Semantic Segmentation of Plant Leaves from 3D Point Clouds using Deep Learning
In this project we aim to address the problem of semantically segmenting plant leaves from the background and other plant organs in three-dimensional point clouds of individual plants captured by RGBD sensors. Previous work utilises explicit prior knowledge about the expected plant morphology and sensor set-up, as well as manually tuned parameters to achieve this segmentation. Here we propose to train a supervised machine learning algorithm to predict the segmentation output directly from point cloud data and minimise the necessary user input.
4D Scene Analysis for Autonomous Operation of Mobile Robots on Farms
This research addresses challenges in 4D scene analysis for autonomous operation of mobile robots on farms.

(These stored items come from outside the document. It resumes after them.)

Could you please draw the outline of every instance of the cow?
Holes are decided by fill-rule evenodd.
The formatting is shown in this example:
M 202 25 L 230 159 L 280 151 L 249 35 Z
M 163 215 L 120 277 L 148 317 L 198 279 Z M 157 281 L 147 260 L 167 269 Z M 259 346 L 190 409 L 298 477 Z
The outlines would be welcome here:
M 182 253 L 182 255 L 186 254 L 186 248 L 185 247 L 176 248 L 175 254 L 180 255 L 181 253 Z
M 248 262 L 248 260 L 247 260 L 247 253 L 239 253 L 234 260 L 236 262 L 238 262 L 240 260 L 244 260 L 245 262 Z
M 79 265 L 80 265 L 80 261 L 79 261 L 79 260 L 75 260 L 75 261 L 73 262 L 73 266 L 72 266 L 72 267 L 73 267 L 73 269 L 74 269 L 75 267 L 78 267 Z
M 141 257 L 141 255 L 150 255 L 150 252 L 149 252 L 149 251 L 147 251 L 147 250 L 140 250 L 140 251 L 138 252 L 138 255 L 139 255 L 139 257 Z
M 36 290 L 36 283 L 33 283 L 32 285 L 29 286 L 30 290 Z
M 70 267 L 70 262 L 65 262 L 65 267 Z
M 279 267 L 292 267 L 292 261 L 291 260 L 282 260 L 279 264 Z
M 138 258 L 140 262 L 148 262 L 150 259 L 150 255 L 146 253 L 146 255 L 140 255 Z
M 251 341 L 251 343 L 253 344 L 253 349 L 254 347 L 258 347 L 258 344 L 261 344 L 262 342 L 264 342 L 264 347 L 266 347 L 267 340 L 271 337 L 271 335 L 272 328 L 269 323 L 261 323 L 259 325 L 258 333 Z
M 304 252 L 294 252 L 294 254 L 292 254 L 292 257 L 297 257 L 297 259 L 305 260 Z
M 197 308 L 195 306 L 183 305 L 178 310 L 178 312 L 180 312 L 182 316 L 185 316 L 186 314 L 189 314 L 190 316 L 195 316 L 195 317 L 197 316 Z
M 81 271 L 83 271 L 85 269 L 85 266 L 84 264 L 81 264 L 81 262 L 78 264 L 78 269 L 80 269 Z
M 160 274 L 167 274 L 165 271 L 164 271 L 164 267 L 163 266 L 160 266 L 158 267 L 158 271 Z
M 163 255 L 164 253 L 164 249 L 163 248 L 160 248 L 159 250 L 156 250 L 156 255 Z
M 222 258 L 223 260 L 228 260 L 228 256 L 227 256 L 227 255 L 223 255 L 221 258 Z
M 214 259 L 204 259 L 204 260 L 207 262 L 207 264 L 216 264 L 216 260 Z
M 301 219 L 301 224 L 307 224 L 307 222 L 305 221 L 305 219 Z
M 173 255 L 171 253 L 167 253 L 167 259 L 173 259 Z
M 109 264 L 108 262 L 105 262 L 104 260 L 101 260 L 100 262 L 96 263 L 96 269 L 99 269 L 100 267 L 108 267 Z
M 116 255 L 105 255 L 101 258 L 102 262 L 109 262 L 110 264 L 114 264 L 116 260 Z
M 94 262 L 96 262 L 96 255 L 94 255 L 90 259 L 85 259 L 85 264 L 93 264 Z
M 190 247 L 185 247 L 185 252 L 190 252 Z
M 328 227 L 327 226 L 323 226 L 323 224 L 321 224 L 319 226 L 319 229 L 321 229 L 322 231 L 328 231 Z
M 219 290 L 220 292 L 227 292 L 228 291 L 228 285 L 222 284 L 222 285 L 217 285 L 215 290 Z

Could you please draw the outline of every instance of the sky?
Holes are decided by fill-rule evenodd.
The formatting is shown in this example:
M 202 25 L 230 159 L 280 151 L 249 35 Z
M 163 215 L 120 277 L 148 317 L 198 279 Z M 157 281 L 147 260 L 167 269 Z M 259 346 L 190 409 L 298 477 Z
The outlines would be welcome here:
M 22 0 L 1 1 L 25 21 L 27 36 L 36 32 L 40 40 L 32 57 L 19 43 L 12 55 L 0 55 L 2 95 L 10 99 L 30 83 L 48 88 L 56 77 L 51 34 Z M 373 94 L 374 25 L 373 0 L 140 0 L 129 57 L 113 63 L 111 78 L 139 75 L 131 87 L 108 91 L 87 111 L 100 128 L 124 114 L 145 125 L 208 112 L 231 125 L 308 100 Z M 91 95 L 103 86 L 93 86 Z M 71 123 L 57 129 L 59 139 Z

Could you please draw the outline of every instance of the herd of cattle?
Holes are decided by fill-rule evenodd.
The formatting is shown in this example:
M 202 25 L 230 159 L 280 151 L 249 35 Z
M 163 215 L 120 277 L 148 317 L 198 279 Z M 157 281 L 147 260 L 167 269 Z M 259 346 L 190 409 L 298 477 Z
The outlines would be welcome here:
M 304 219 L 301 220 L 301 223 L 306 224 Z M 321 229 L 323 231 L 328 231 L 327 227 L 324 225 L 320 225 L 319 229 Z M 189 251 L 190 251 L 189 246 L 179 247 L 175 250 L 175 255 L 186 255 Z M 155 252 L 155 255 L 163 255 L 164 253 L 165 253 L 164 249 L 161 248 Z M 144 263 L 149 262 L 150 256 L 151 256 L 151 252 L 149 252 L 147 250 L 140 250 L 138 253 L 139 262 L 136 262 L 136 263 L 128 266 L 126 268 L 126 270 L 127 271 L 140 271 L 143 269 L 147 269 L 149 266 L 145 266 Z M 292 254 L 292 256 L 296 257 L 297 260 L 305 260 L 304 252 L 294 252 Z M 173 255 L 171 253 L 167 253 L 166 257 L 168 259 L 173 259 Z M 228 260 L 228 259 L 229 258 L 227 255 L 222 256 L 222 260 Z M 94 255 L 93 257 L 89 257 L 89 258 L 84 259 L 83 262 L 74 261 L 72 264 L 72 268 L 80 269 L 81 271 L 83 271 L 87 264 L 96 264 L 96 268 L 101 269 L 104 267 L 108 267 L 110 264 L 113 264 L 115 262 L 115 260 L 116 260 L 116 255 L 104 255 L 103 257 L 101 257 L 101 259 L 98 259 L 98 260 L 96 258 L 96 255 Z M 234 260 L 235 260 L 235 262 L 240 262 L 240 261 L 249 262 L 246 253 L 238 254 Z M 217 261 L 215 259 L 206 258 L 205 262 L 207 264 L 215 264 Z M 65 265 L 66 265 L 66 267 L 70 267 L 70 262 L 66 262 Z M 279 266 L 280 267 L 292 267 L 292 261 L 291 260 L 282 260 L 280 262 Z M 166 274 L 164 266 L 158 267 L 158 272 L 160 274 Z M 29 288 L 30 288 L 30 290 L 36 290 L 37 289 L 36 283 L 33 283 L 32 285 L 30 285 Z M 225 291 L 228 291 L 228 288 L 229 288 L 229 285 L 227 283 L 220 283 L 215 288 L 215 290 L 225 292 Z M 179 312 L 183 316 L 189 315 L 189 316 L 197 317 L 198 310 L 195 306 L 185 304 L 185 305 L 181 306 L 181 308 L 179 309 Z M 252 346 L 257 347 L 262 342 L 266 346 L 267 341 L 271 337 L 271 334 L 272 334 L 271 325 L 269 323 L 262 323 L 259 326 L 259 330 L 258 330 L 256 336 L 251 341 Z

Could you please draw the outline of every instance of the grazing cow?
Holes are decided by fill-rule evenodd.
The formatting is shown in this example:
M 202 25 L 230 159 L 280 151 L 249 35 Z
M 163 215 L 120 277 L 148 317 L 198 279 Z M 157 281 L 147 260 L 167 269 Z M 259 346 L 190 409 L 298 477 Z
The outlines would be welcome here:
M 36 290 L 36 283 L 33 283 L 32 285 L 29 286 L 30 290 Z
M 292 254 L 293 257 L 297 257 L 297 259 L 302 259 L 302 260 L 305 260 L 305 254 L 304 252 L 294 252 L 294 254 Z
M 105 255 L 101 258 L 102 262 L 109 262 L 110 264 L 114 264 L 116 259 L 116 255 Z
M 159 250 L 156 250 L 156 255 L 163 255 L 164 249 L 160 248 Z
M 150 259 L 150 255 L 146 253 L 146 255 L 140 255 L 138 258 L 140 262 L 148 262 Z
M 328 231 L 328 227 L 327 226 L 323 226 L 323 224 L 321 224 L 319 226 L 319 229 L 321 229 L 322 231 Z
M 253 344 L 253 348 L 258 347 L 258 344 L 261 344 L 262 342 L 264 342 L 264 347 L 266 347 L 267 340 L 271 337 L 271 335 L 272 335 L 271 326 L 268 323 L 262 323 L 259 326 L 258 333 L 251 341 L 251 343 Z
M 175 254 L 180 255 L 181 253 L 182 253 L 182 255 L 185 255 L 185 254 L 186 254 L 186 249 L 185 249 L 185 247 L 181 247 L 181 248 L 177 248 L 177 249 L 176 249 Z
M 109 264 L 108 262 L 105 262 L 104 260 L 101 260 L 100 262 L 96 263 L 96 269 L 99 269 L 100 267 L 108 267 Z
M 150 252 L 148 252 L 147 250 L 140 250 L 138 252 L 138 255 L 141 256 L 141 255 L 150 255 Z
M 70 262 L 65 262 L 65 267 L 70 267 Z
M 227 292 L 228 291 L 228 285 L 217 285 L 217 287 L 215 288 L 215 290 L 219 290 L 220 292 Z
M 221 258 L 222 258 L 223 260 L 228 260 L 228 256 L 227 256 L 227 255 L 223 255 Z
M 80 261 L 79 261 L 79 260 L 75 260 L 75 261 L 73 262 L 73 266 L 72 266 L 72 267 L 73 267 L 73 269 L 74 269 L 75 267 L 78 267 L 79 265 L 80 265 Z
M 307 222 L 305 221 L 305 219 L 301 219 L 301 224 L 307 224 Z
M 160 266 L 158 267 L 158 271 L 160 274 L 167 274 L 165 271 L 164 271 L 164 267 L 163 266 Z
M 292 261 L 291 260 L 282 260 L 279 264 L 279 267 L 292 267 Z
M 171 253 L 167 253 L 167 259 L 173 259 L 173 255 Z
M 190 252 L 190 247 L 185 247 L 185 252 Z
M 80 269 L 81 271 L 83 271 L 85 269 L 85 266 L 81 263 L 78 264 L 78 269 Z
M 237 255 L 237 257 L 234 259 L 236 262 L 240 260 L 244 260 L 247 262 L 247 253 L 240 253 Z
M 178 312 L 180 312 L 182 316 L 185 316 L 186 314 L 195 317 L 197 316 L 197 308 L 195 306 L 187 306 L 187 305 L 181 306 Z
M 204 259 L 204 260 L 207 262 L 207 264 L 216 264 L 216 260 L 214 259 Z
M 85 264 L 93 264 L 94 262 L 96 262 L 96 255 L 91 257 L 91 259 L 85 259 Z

The deployment of agricultural robots will increase sustainability and support precision farming operations tuned to needs of individual plants. This research will enable robots to maintain precise 3D representations of uncertain and highly variable farm environments together with their semantics in order to safely traverse the farm autonomously, as well as to reconstruct structural representations of the crop. Additionally, registering these representations over time would allow for sustained crop monitoring and provide insight into spatio-temporal dynamics and interactions between the plants and environmental factors.